An oil drip system is real easy to construct- some have 3 pieces of channel iron arranged in sloping steps so that the oil drips from one piece to the next as it burns.  A very simple one, however, just uses a single thick plate with a very small air gap above it.  When the chimney starts drawing well, the air velocity over the plate is quite high, causing the oil on the hot plate to vaproize quite well.  Simple ball valves are used to control flow.  

I may add a removable oil drip system to do "bisque" fires (efficient way to get rid of used oil. as well as fryolator grease... neighborhood will all be hungry) to a much lower temp.


----------



## Jags (May 19, 2009)

Adios Pantalones said:
			
		

> as well as fryolator grease... neighborhood will all be hungry



Won't that drive the pottery hippies over the edge....already having the munchies and then throwing this at them.


----------



## madrone (May 19, 2009)

Adios Pantalones said:
			
		

> An oil drip system is real easy to construct- some have 3 pieces of channel iron arranged in sloping steps so that the oil drips from one piece to the next as it burns.

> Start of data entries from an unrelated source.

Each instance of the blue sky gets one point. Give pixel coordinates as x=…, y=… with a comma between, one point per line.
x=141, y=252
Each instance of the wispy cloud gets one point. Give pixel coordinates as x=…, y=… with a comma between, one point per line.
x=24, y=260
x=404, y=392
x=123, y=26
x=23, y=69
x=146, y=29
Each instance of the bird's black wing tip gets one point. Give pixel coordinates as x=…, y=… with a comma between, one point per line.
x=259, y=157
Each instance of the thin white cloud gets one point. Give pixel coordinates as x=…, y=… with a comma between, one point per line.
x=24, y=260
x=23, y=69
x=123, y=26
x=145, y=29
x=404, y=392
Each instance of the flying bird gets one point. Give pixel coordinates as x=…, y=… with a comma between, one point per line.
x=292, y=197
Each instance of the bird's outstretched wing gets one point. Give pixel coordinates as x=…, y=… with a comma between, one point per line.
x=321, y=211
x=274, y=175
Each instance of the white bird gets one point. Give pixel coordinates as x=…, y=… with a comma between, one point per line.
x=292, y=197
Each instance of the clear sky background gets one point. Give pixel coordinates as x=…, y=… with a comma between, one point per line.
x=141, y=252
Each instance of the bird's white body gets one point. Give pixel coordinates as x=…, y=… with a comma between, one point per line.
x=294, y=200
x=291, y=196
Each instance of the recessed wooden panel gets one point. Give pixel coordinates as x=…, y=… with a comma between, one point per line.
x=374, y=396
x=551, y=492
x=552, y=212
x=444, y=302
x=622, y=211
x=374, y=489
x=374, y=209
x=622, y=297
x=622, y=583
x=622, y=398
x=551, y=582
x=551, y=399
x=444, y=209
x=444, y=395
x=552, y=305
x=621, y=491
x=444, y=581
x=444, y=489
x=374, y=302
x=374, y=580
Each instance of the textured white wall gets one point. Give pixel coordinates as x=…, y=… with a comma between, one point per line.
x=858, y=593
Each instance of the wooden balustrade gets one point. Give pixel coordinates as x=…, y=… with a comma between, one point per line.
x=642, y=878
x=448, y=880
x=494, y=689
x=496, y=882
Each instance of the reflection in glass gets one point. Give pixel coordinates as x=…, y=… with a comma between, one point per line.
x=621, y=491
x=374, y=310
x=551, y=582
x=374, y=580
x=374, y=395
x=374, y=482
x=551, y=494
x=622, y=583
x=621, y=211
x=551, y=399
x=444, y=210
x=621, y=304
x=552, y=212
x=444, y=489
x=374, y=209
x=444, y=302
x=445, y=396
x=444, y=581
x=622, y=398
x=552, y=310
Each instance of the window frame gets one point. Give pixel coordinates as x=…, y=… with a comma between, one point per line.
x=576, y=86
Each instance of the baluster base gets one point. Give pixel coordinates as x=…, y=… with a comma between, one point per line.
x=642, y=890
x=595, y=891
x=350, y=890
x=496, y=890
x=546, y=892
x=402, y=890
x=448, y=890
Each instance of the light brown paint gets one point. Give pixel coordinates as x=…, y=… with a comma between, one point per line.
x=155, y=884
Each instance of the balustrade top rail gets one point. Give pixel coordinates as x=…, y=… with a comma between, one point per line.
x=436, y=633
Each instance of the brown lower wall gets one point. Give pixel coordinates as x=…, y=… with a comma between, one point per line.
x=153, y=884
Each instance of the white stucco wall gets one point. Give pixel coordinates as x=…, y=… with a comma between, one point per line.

That's the one. I'm looking forward to seeing it in action. No word about fry oil, but they're talking about building a bbq with a pallet of off-size bricks they mistakenly ordered. Usually the rest of the campus complains about the smoke, but that might change things.


----------



## Adios Pantalones (May 19, 2009)

A passive damper can be constructed for the chimney that may help reduce smoke- air introduced there mixes and combusts with the smoke.  An afterburner can also be installed to post-combust it.


----------



## madrone (May 19, 2009)

Damper's a great idea. I'll mention it. Things have actually drastically improved since they started burning dry seasoned wood instead of splitting it the day before the firing.


----------



## johnn (May 19, 2009)

Nice too come back on line to some more of your pieces.. sake  cup glaze,,indeed a keeper!! Looks like old english leather!


----------